In reality, Galilei was put under house arrest in his Tuscan villa, where he could spend the rest of his life (he died nine years later) in relative luxury. The subject of the trial, a book, was put on the infamous Index, the church’s list of forbidden books, from which it was only removed in 1835.
That “pagan” book, Dialogue Concerning the Two Chief World Systems, was originally written in Italian in 1632. Only now, after nearly 400 years, has it been translated into Dutch.
In Dialogue, Galilei introduced his “new” world view, with the earth moving and spinning around the sun – taking away the former status of the earth as centre of the universe. It was a clear rejection of the philosophy of Aristotle, which was, in Galilei’s time, the main theory on how nature worked.
“Above all, Galilei wrote his book in a very understandable manner, so that even the common man could understand his ideas,” says Hans van den Berg, who has translated the Dialogue into Dutch. “Maybe that was why the church was so concerned about it. Also, the original is in Italian and not in Latin, which made this book accessible for everyone in Italy who could read – and not only for academics and priests who understood Latin.”
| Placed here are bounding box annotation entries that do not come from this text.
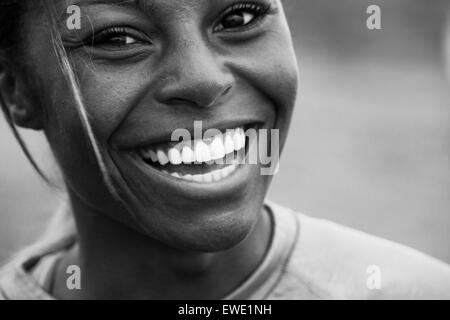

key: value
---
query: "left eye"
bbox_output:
[104,35,138,45]
[214,3,268,31]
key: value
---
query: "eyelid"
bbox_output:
[213,1,272,32]
[83,25,151,45]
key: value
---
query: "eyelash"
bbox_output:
[84,2,271,47]
[85,26,150,47]
[213,2,271,32]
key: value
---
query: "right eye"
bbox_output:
[85,27,151,50]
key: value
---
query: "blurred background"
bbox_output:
[0,0,450,263]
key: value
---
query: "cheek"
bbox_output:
[71,62,151,142]
[230,28,298,144]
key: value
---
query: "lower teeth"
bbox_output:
[162,164,238,183]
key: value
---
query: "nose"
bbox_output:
[156,40,234,108]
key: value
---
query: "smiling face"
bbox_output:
[21,0,297,251]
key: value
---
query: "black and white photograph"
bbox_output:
[0,0,450,302]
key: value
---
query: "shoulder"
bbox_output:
[266,202,450,299]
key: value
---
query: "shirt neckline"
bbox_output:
[0,200,300,300]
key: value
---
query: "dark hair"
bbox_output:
[0,0,50,183]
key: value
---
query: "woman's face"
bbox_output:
[23,0,297,251]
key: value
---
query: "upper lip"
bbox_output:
[112,119,262,151]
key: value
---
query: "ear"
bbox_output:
[0,64,43,130]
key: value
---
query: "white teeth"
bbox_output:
[181,147,195,164]
[138,128,246,166]
[211,170,222,181]
[194,141,211,163]
[169,148,183,165]
[171,172,181,178]
[156,150,169,166]
[224,132,234,154]
[203,173,213,183]
[167,164,237,183]
[149,150,158,162]
[209,135,225,160]
[233,128,245,151]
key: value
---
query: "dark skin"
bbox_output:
[0,0,297,299]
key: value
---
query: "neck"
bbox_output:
[54,194,271,299]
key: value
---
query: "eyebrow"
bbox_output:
[72,0,140,6]
[59,0,145,21]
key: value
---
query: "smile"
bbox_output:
[134,127,247,184]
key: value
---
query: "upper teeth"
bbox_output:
[139,128,245,166]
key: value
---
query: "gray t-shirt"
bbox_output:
[0,201,450,300]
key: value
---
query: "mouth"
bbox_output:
[128,125,256,184]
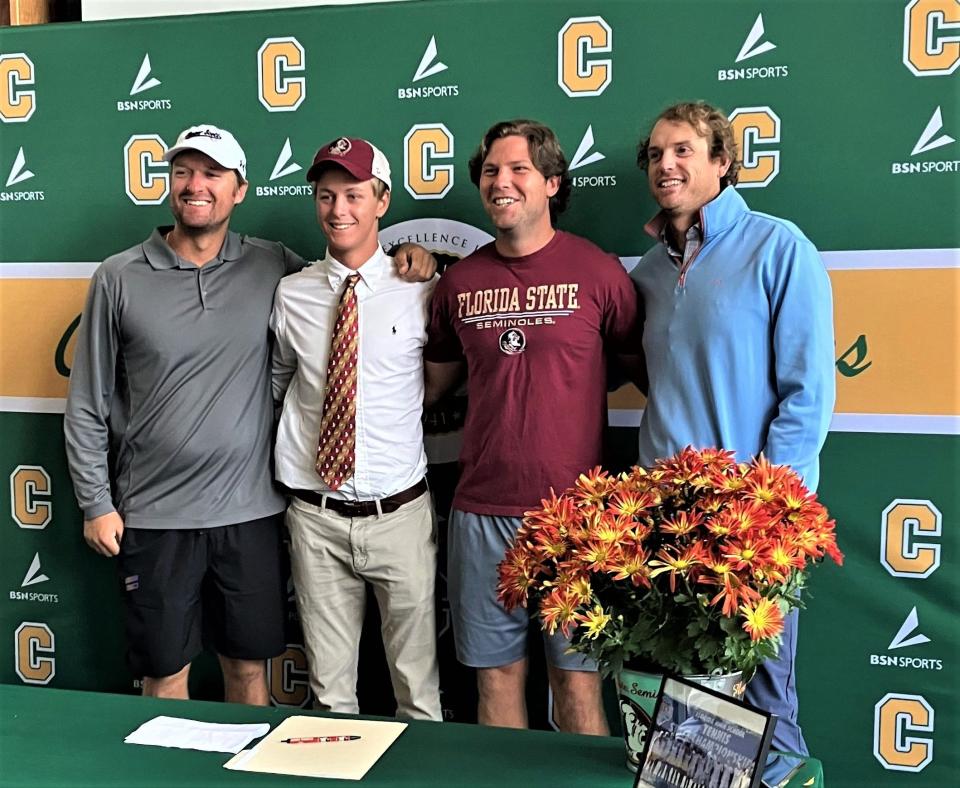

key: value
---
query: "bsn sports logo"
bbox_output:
[557,16,613,98]
[123,134,170,205]
[0,52,37,123]
[13,621,57,684]
[870,607,943,670]
[0,146,44,202]
[267,643,310,708]
[397,36,460,99]
[730,107,780,189]
[903,0,960,77]
[717,14,790,82]
[873,692,934,772]
[890,105,960,175]
[256,137,312,197]
[10,553,60,604]
[257,36,307,112]
[117,53,173,112]
[403,123,453,200]
[880,498,943,580]
[10,465,53,530]
[568,124,617,188]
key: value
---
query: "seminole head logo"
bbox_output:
[327,137,353,156]
[500,328,527,356]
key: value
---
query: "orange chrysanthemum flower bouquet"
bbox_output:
[498,447,843,679]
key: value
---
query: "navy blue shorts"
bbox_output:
[118,514,286,678]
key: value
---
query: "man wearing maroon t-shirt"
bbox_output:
[424,120,637,734]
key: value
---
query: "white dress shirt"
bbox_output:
[270,247,437,501]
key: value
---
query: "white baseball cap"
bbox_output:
[163,123,247,181]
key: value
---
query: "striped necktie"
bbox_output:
[317,274,360,490]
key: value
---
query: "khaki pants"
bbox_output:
[287,493,441,720]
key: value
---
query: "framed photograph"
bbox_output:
[634,676,776,788]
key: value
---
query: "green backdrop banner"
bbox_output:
[0,0,960,786]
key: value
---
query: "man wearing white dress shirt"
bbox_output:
[271,137,441,720]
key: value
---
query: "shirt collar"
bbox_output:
[316,244,393,291]
[142,224,243,271]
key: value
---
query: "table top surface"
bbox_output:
[0,684,823,788]
[0,685,633,788]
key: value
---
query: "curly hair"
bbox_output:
[637,101,741,189]
[470,118,571,225]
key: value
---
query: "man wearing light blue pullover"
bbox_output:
[631,102,834,784]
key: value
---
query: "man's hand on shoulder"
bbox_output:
[83,512,123,558]
[393,243,437,282]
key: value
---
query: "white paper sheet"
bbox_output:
[124,717,270,753]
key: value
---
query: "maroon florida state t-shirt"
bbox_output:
[424,231,637,517]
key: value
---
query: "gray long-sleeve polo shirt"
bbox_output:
[64,228,303,528]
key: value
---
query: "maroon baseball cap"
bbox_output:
[307,137,391,189]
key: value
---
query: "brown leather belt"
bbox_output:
[288,479,427,517]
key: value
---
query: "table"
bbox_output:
[0,685,822,788]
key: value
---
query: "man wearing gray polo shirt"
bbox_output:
[64,125,432,704]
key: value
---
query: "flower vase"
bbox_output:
[616,667,747,772]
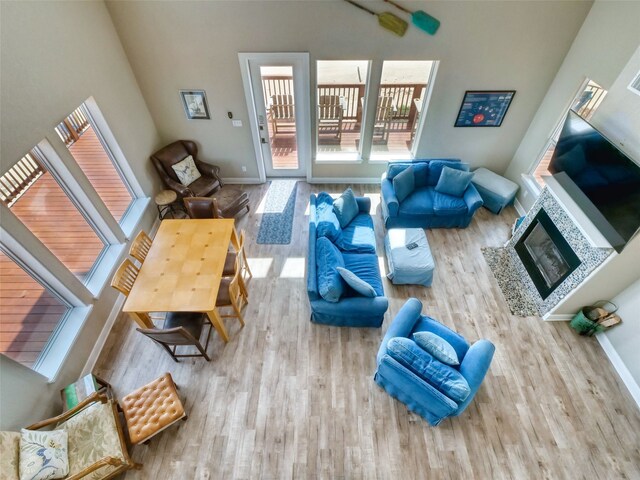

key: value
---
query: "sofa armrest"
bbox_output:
[356,197,371,213]
[377,298,422,363]
[375,354,458,426]
[196,160,222,186]
[27,392,109,430]
[462,183,484,215]
[456,339,496,415]
[380,177,400,217]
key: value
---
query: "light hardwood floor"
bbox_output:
[96,182,640,480]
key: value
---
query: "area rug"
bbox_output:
[481,247,539,317]
[257,180,298,245]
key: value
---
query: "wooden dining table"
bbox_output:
[122,219,239,342]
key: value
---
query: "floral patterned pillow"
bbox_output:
[20,428,69,480]
[171,155,201,186]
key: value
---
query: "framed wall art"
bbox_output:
[180,90,211,120]
[454,90,516,127]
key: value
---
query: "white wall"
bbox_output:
[604,280,640,386]
[506,0,640,210]
[107,0,591,178]
[0,1,161,429]
[554,44,640,314]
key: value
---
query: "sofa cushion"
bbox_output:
[60,402,127,479]
[433,191,469,217]
[413,332,460,367]
[0,432,20,480]
[333,187,360,228]
[435,167,473,197]
[171,155,201,186]
[428,160,469,187]
[393,166,415,203]
[387,337,471,403]
[342,253,384,297]
[398,187,433,217]
[334,213,376,253]
[20,428,69,480]
[316,237,345,303]
[316,192,342,243]
[337,267,376,298]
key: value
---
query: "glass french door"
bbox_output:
[239,53,311,180]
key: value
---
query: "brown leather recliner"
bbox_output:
[151,140,222,197]
[151,140,249,218]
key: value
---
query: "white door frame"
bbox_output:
[238,52,311,182]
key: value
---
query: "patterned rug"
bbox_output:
[257,180,298,245]
[481,247,540,317]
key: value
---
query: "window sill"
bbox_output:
[315,152,363,165]
[33,306,93,383]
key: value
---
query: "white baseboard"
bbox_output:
[222,177,264,185]
[81,295,126,376]
[309,177,380,184]
[596,333,640,409]
[542,313,574,322]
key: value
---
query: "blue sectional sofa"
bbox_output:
[381,159,482,228]
[374,298,495,426]
[307,192,389,327]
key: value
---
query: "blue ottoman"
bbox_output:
[384,228,435,287]
[471,168,518,215]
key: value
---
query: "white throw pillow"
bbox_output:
[20,428,69,480]
[171,155,202,186]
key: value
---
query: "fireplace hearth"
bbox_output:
[514,209,582,300]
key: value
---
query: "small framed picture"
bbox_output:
[454,90,516,127]
[180,90,211,120]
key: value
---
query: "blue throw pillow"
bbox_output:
[337,267,376,296]
[316,192,342,243]
[393,166,416,203]
[387,337,471,403]
[333,187,360,228]
[436,167,473,197]
[413,332,460,366]
[316,237,345,303]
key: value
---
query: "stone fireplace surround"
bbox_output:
[505,187,613,315]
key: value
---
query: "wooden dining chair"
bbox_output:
[222,230,253,303]
[129,230,153,264]
[216,256,247,327]
[136,312,211,362]
[111,258,140,296]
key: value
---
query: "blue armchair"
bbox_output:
[375,298,495,426]
[380,158,482,228]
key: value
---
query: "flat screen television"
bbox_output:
[549,111,640,252]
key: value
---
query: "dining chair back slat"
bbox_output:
[129,230,153,264]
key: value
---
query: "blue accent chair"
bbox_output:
[307,192,389,327]
[380,158,483,228]
[374,298,495,426]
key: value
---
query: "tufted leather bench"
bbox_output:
[120,373,187,445]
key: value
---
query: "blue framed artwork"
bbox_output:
[454,90,516,127]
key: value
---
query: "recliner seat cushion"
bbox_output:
[387,337,471,403]
[433,191,469,216]
[334,213,376,253]
[398,187,434,217]
[341,253,384,297]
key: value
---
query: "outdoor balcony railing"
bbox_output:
[262,75,427,130]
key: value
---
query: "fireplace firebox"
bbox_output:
[515,209,581,300]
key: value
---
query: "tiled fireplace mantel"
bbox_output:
[505,186,615,319]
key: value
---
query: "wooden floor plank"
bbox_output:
[96,182,640,480]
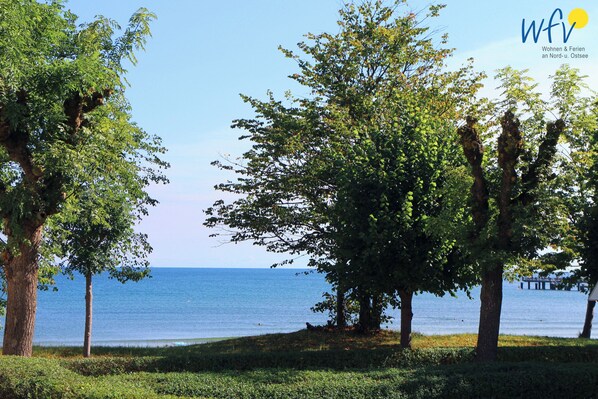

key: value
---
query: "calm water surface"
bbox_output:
[27,268,586,345]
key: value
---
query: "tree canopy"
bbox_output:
[206,1,482,344]
[0,0,166,355]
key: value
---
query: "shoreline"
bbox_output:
[33,337,232,348]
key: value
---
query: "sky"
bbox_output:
[66,0,598,267]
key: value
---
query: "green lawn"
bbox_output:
[0,331,598,399]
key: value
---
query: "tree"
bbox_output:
[48,178,152,357]
[0,0,165,356]
[550,85,598,338]
[459,66,592,361]
[206,1,480,346]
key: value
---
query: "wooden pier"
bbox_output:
[520,276,587,291]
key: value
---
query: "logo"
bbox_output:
[521,8,589,44]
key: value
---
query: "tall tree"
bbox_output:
[48,179,152,357]
[0,0,164,356]
[206,1,480,346]
[459,66,588,361]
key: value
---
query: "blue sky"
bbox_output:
[67,0,598,267]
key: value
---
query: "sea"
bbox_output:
[19,268,587,346]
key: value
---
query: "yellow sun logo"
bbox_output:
[567,8,590,29]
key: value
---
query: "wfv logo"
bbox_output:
[521,8,589,43]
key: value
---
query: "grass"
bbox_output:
[0,330,598,399]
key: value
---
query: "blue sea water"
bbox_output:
[27,268,587,345]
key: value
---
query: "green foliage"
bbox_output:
[0,0,168,292]
[205,1,482,329]
[0,331,598,399]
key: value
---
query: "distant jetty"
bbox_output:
[520,276,588,291]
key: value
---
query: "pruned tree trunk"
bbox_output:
[357,294,382,334]
[579,301,596,338]
[399,290,413,349]
[358,293,372,333]
[336,285,347,329]
[476,265,503,362]
[2,226,42,356]
[476,111,523,362]
[83,273,93,357]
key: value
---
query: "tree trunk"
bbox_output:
[579,301,596,338]
[83,273,93,357]
[476,265,503,362]
[336,286,347,329]
[370,294,382,331]
[358,294,372,333]
[2,227,42,356]
[399,291,413,349]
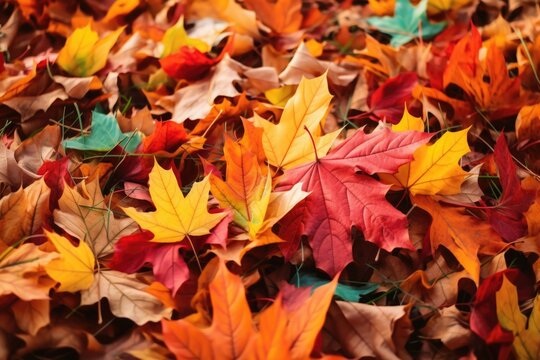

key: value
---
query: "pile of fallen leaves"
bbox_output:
[0,0,540,360]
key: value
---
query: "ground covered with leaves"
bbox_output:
[0,0,540,360]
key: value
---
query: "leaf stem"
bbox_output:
[304,125,319,162]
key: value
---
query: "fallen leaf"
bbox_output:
[123,161,226,243]
[367,0,446,47]
[256,74,339,169]
[325,301,412,360]
[54,179,137,259]
[277,129,430,275]
[56,25,124,77]
[45,230,96,292]
[62,111,141,152]
[380,129,470,195]
[0,243,58,301]
[81,270,172,325]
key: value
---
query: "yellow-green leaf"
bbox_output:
[56,25,124,77]
[124,162,226,243]
[45,230,96,292]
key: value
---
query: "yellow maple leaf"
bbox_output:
[380,128,470,195]
[123,162,226,243]
[255,73,340,169]
[161,17,210,57]
[45,230,96,292]
[495,276,540,360]
[56,25,124,77]
[392,105,424,132]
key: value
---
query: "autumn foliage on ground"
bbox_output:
[0,0,540,360]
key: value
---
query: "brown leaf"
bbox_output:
[422,305,471,350]
[81,270,172,325]
[325,301,412,360]
[11,299,50,336]
[0,179,51,250]
[54,179,137,258]
[0,243,58,301]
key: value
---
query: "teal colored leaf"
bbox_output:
[63,111,141,152]
[367,0,446,47]
[291,272,379,302]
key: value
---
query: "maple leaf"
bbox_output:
[245,0,302,34]
[443,26,533,123]
[109,231,189,296]
[54,179,137,259]
[413,196,505,282]
[11,299,51,335]
[367,72,423,122]
[81,270,172,325]
[367,0,446,47]
[487,133,534,241]
[0,180,50,250]
[56,25,124,77]
[255,73,339,169]
[45,230,96,292]
[277,128,431,275]
[123,161,226,243]
[496,276,540,360]
[161,17,210,57]
[380,128,470,195]
[162,261,337,359]
[63,111,141,152]
[325,301,412,360]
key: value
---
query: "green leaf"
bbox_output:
[291,272,379,302]
[367,0,446,47]
[63,111,141,152]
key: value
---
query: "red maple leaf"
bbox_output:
[278,128,431,275]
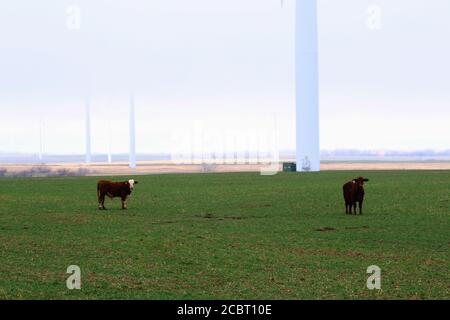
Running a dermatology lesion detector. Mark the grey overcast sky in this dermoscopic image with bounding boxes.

Presumably it takes a background in science, not just linguistic expertise, to translate a book like this? “Yes, I trained as a scientist,” explains Van den Berg. He lectured for decades in mathematics at the University of Wageningen in the Netherlands until he retired a few years ago. “In 2001, I started to learn Italian as a hobby, which led to training to become a professional translator.”
And what, according to Van den Berg, makes the Dialogue so special? “First of all, it’s the content: Galilei gives fierce opposition to the theory of Aristotle, who was at that time the Catholic Church’s ‘house philosopher’. The science in this book really was revolutionary. Galilei’s ideas about movement, speed and acceleration were totally new – and, most importantly, they were backed up by evidence, thanks to the many observations he made with his self-constructed telescopes.”
And the book is, says the Dutch translator, “astonishingly well written. Galilei limited the pure maths to a minimum. And, like the title says, he wrote in a highly polemical way. He presents his ideas during a fictional discussion between three people: Salviati, who shares Galilei’s point of view; Sagredo, a neutral moderator; and Simplicio, a dedicated follower of Aristotle.” As you might have guessed, simplicio means “simpleton” in Italian.
“As the discussion progresses, Salviati has no mercy with Simplicio’s arguments, and in some excerpts he just makes a fool of him,” continues Van den Berg. “It was this merciless style of writing that got Galilei into trouble. In the years before the publication of the Dialogue, he had quite a good relationship with Pope Urban VIII. So if he had written his ideas in a more conciliatory way, he might have avoided a trial – however, we can’t know for sure. Nevertheless, thanks to his polemical style, Galilei’s Dialogue remains one of the cornerstones of Italian literature – quite exceptional for a science book.”